The problem with the conventional way distinguishing between analytic and synthetic is defining exactly what is meant by semantic meaning:
An “analytic” sentence ... has historically been characterized as one whose truth depends upon the meanings of its constituent terms (and how they’re combined) alone... https://plato.stanford.edu/entries/analytic-synthetic/
We can make the analysis much simpler by defining the analytic / synthetic distinction from the perspective of the synthetic side.
When we define synthetic knowledge as any expression of language that requires sense data from the sense organs (Eyesight, hearing, taste, touch, smell) to verify its truth, then we have a much simpler measure.
Then analytic knowledge is what is left over: any expression of language that has been verified as true without the need of any sense data from the sense organs.
Once we eliminate sense data from the sense organs the only other way that we verify the truth of an expression of language is the semantic meaning of this expression.

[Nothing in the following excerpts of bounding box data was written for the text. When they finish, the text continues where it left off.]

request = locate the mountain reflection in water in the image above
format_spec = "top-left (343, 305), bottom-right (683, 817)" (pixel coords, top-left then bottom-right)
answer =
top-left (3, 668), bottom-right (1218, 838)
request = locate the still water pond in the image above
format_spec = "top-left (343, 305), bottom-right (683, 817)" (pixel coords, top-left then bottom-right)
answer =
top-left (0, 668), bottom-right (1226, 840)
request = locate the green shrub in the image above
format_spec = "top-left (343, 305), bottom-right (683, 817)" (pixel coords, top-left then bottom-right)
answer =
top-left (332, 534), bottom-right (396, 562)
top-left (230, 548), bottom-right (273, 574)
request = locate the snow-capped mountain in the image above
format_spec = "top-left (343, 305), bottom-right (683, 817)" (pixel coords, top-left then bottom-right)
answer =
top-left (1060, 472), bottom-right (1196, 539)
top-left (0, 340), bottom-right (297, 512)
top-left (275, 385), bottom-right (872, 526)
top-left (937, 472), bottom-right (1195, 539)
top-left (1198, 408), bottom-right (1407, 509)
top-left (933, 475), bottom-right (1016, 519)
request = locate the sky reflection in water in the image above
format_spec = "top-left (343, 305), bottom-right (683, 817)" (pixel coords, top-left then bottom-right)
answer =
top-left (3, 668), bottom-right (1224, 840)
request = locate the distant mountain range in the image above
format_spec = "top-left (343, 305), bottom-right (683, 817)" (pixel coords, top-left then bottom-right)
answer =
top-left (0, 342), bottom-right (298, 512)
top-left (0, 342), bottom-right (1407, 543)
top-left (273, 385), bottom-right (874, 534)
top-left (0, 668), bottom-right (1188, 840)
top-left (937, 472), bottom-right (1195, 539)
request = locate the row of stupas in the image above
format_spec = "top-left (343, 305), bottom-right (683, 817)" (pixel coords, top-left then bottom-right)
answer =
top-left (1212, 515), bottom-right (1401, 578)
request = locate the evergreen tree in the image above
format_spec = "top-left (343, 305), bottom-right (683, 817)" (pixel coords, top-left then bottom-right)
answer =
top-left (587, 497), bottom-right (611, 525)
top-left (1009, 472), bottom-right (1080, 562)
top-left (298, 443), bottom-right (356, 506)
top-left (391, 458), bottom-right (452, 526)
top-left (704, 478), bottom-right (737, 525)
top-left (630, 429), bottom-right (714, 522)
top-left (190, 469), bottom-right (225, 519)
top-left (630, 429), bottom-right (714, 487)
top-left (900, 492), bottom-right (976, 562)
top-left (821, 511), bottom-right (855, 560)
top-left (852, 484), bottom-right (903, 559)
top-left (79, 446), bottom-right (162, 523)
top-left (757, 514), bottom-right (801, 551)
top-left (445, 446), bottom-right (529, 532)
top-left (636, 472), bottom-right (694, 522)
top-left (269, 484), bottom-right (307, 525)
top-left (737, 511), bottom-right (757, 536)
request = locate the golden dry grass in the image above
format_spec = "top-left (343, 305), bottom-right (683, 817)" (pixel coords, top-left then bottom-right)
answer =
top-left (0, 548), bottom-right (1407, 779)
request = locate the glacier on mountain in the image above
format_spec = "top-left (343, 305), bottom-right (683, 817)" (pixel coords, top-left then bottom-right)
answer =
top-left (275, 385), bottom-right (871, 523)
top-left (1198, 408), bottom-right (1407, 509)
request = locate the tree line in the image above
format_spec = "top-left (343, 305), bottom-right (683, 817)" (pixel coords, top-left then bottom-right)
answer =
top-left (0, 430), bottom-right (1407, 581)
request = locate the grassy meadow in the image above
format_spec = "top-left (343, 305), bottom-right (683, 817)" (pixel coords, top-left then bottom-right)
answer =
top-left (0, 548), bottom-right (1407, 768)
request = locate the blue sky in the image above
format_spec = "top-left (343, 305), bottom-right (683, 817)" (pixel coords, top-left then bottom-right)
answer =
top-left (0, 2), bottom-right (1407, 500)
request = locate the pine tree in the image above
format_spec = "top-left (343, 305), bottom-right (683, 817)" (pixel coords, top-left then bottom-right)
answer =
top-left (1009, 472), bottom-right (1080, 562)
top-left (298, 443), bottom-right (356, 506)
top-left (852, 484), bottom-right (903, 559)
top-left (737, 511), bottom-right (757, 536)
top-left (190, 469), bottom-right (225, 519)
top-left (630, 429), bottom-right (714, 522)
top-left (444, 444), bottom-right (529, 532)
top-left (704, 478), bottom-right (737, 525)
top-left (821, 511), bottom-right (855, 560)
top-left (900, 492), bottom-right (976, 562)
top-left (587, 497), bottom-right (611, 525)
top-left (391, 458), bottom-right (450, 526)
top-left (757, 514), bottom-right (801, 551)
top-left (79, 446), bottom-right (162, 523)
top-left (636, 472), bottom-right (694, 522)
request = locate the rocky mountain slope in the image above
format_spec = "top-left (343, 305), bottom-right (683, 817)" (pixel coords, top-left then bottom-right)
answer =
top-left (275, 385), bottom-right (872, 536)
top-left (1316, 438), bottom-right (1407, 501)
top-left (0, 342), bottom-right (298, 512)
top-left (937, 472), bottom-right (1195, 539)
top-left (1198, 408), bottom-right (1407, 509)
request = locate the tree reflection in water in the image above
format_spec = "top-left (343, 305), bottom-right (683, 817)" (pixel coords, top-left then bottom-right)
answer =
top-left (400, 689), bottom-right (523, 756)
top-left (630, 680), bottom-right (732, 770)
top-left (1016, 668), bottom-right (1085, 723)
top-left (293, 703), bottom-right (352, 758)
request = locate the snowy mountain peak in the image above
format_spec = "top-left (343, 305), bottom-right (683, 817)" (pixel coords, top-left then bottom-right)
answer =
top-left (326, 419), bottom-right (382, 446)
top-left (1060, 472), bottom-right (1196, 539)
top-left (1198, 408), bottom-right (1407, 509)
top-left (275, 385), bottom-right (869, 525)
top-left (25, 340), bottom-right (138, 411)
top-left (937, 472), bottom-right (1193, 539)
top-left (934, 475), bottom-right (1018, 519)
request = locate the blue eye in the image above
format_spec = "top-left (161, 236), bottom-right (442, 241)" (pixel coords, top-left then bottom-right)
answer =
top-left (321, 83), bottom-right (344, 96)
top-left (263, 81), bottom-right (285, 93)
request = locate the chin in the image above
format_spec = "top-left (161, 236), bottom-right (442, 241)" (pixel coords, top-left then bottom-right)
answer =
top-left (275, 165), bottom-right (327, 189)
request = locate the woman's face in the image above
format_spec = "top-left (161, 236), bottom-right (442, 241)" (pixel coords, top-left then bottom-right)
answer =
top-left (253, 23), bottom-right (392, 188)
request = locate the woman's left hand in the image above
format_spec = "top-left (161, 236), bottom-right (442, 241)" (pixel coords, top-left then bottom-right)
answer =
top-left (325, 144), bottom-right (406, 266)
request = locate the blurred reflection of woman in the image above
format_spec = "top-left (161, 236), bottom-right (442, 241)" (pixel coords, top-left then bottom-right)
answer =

Now Quine's conclusion that there is no clear distinction between analytic and synthetic is refuted by this new criteria providing the clear distinction.
There may be boundary cases that are still a little difficult to decide. The conventional way of handling these boundary cases would be to maximize the conformance to the original notions of the terms synthetic and analytic.
If we say that a particular individual human is male: Is this a definition or based on prior observation? If this is a definition then it is analytic if it is based on prior observation then it is synthetic.